巻末に「本誌掲載記事・写真の無断転載、複写を禁止します」とありますので、ぼかしました。
誰にでも知ってもらっていい成城学園の歴史なのに、残念ですけどね。
卒業生による、営利目的や著作権侵害ではない「広報紙の広報」としてのネット投稿はOKにしてくれるといいのにな。
繰り返しになりますが、この成城学園で過ごした4年間も、優しくて親切で、やわらかな雰囲気に満ちた生徒たち、先生たち、スタッフのかたたちに囲まれ、朗らかに元気に過ごし、優しくて幸せなコミュニティの中に溶け込んでいっているような、そんな学生時代でした。
それまで、公立の小中学校と高校に通っていた私にとって、私立の学校に行くのは初体験。
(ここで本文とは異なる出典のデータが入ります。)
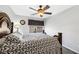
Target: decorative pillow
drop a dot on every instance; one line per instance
(4, 30)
公立だから、私立だからという違いだけでなく、地域性や歴史によるもの、それに創立当初からの理念によるものが大きいかと思いますが、学校というものに抱いていた概念が覆される、そんな成城学園・成城大学。
第一志望だった早稲田大学には行かずに今まできてしまいましたが、成城の同窓生、卒業生になれてよかったと、今も、心の底から思っています。
そうですね、病院でも学校でも、その「理念」があってこその、定着し、醸成された雰囲気。
病院も学校も小さなコミュニティといえますが、そのコミュニティに満ちる優しい雰囲気、幸せを感じさせる空気、そういうものをどんどん作り出し、日本中に、世界中に広めていくことは、争いの絶えない、勝ち組・負け組とか言って人々を分断している今の世の中に必要なことではないかと考えています。
トヨタ記念病院の、そして成城学園の理念に関しても言及したいところですが、あまりにも長文の投稿になってしまっているので、また別の機会に。